Server Stuff => Server Announcements => Bungee Update => Topic started by: Oplegoman on July 28, 2021, 02:25:27 PM

Title: Server Downtime
Post by: Oplegoman on July 28, 2021, 02:25:27 PM
Is it really a server transfer if things does not go majorly wrong?

I'm here to give you a timeline on things that occurred two nights ago, causing the server to be down for this long extended period. After I explained what happened, I will give some information about how the staff team will proceed from here.
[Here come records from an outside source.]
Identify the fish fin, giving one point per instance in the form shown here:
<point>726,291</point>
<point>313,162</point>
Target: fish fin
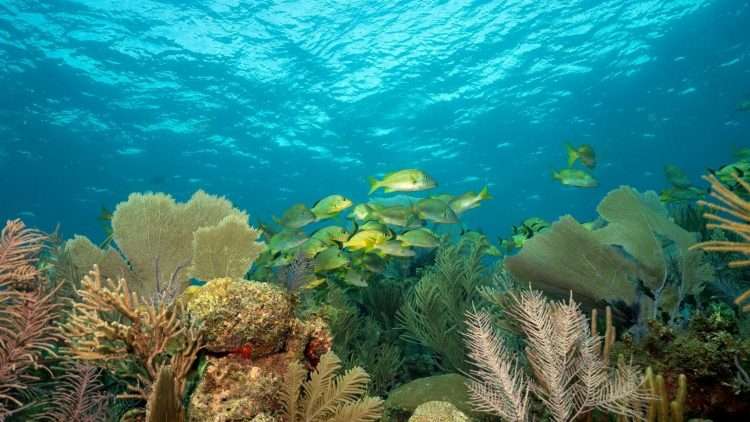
<point>484,194</point>
<point>374,184</point>
<point>572,154</point>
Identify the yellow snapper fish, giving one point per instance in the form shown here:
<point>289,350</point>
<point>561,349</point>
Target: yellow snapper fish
<point>286,239</point>
<point>377,226</point>
<point>420,238</point>
<point>576,178</point>
<point>676,177</point>
<point>397,215</point>
<point>331,234</point>
<point>436,211</point>
<point>585,153</point>
<point>360,212</point>
<point>365,239</point>
<point>373,262</point>
<point>330,259</point>
<point>469,200</point>
<point>394,248</point>
<point>297,216</point>
<point>312,247</point>
<point>408,180</point>
<point>445,197</point>
<point>330,206</point>
<point>355,278</point>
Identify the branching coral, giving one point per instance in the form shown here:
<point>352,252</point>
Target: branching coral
<point>570,377</point>
<point>112,326</point>
<point>434,314</point>
<point>80,397</point>
<point>326,397</point>
<point>736,207</point>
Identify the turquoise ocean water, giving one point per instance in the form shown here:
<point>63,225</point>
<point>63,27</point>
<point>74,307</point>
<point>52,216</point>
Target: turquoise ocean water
<point>277,102</point>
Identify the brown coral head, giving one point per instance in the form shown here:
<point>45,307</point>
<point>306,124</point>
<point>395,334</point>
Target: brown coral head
<point>319,344</point>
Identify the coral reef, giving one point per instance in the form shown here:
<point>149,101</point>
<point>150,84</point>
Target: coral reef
<point>569,375</point>
<point>236,312</point>
<point>113,327</point>
<point>27,315</point>
<point>80,396</point>
<point>326,396</point>
<point>450,388</point>
<point>660,407</point>
<point>658,269</point>
<point>738,208</point>
<point>433,313</point>
<point>438,411</point>
<point>161,244</point>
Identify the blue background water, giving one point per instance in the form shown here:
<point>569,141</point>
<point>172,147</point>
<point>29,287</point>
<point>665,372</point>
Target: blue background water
<point>272,103</point>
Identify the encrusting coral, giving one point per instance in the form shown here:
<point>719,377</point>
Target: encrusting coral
<point>113,327</point>
<point>236,312</point>
<point>570,377</point>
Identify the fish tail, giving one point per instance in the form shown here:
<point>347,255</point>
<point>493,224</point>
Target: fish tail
<point>572,154</point>
<point>484,194</point>
<point>374,184</point>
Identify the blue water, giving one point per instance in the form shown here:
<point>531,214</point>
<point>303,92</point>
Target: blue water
<point>273,103</point>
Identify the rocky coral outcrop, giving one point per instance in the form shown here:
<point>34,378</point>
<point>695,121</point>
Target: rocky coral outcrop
<point>236,313</point>
<point>243,384</point>
<point>450,388</point>
<point>438,411</point>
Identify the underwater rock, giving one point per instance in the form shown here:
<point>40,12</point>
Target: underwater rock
<point>238,389</point>
<point>237,313</point>
<point>235,388</point>
<point>438,411</point>
<point>449,388</point>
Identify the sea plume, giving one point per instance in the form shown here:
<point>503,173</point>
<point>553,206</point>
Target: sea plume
<point>569,375</point>
<point>27,314</point>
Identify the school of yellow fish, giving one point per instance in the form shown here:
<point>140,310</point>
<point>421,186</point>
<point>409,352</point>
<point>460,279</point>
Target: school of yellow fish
<point>374,233</point>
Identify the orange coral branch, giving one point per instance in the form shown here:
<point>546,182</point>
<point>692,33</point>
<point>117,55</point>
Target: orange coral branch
<point>733,205</point>
<point>140,336</point>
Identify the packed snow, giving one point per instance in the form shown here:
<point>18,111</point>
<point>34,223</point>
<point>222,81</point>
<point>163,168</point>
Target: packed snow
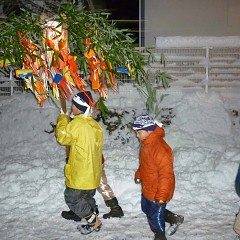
<point>202,129</point>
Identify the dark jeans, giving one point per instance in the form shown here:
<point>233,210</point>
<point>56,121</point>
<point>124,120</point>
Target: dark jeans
<point>81,202</point>
<point>155,215</point>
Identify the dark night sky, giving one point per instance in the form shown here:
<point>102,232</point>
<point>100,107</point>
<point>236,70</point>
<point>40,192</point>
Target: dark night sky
<point>123,10</point>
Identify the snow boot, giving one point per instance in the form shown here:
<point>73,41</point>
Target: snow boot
<point>116,210</point>
<point>93,224</point>
<point>160,236</point>
<point>174,226</point>
<point>70,215</point>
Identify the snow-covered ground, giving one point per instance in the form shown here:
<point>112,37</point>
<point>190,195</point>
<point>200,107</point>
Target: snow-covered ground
<point>204,134</point>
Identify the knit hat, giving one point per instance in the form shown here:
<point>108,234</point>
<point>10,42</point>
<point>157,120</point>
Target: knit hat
<point>145,122</point>
<point>83,101</point>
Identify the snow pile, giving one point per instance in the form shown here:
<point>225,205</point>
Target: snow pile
<point>204,136</point>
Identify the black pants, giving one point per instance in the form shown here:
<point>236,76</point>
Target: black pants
<point>81,202</point>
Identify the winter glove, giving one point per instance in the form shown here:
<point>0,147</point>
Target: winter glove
<point>62,112</point>
<point>137,180</point>
<point>159,202</point>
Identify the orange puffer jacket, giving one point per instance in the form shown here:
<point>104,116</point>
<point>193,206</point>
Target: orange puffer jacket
<point>156,167</point>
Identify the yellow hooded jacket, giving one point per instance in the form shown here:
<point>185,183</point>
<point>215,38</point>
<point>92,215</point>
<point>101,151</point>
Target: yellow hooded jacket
<point>83,170</point>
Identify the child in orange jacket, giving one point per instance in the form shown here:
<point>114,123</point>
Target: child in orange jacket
<point>155,173</point>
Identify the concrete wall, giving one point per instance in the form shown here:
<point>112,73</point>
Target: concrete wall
<point>191,18</point>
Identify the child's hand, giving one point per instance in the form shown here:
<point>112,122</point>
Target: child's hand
<point>160,202</point>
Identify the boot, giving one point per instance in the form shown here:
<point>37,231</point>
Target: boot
<point>116,210</point>
<point>175,222</point>
<point>160,236</point>
<point>70,215</point>
<point>93,224</point>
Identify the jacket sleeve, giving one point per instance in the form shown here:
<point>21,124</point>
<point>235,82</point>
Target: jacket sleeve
<point>166,178</point>
<point>63,133</point>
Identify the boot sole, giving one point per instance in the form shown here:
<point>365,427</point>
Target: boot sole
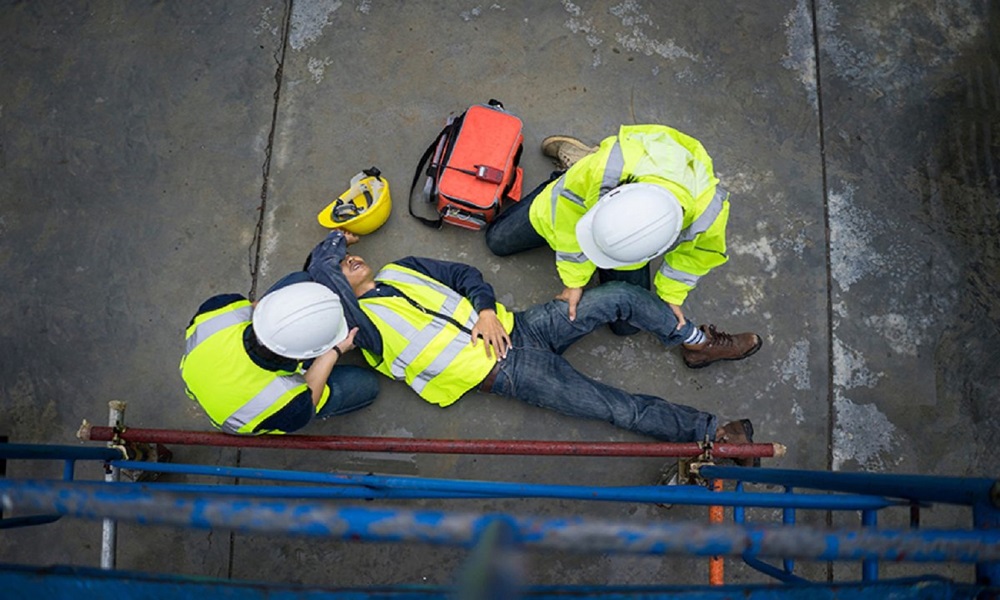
<point>751,352</point>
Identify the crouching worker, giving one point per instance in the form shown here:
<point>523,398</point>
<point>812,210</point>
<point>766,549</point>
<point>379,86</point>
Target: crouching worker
<point>437,326</point>
<point>244,362</point>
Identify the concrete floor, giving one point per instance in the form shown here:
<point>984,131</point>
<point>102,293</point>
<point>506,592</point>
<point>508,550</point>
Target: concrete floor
<point>155,154</point>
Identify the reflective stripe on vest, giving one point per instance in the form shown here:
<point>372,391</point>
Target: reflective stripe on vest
<point>418,340</point>
<point>704,220</point>
<point>452,299</point>
<point>613,169</point>
<point>207,329</point>
<point>681,276</point>
<point>610,179</point>
<point>574,257</point>
<point>260,403</point>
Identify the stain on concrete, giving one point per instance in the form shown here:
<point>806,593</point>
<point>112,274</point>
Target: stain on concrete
<point>862,434</point>
<point>795,367</point>
<point>884,65</point>
<point>637,34</point>
<point>853,254</point>
<point>800,54</point>
<point>309,18</point>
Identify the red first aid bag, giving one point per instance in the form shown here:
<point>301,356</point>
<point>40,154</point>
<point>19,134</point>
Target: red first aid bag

Two nights ago, on the evening of the release of bungee, I had the wonderful idea to get dynmap running, which was the easy past and for a time it was working.
To ensure that space on the server is used effectively. I wanted to save the map on a different drive on the dedicated server on which we have the whole network on. This would have meant bringing back dynmap for all servers in a realistic timeframe. Progress on setting up the infrastructure for this was slow going and I was having to learn a lot through online guides and handbooks. I am not a computer systems admin, so have little knowledge of this. If you want to understand some of the information I was looking at lookup mysql and some of the guides there.

The issue occurred while trying to run a particular command, which Linux users will know probably well enough to understand the next bit. I tried to run this command:

chown -R mysql.mysql /backup/dynmap

But I accidentally ended up running the following command:

chown -R mysql.mysql / backup/dynmap

For most people, these look identical and you may expect them to run the same, but those of you who know Linux will see the major mistake I made. Chown as a command changes permissions for particular files, it allows programs to use them or bans them from using them. The -R does this recursively through all subfolders and files. By having space after / it caused the command to run in the root of the server, changing all access to the whole server.
The damage was already done, it's not reversible. I tried as I might to look up a solution for this, but all places said one thing and one thing only to truly fix it: "The damage is far too great, you need to reinstall the dedicated server". This is what we have to do, I have opened a ticket with the host to resolve this matter and take backups of all the servers to hold on a different drive, this also includes our databases, which we have around 25 of them and each having multiple tables within them, when compressed this is 140GB.

I am hopeful the damage is limited to the backend console, which just needs setting up again and all server containers and databases to be set up again and it should all work as it did before; all player data should be safe, including worlds and everything up till the crash. The downside of this, the server is going to be down for maybe up to a day or two for us to get access to it again (host is slow and it could be hours before we get access again) and be able to reconfigure everything we need to and ensure its done right.

Now the good news, the host got back to us!

As of right now, the progress that needs to be made today are the following;
- Transferring the worlds over again (during the day of transfer this took 60% of our time)
- Databases will need to be reinitialised (this means no data has been lost....or so we think!)

This has been a highly stressful time for us all and I do ask you to show patience with it, we have all seen how good bungee can be and it can be better once configured correctly on all fronts!
Title: Re: Server Downtime
Post by: Dr_MineStein on July 29, 2021, 02:44:38 PM
Hello Ople,

Don't worry about how long the server will be down, take ur time in fixing these. Ty for the update!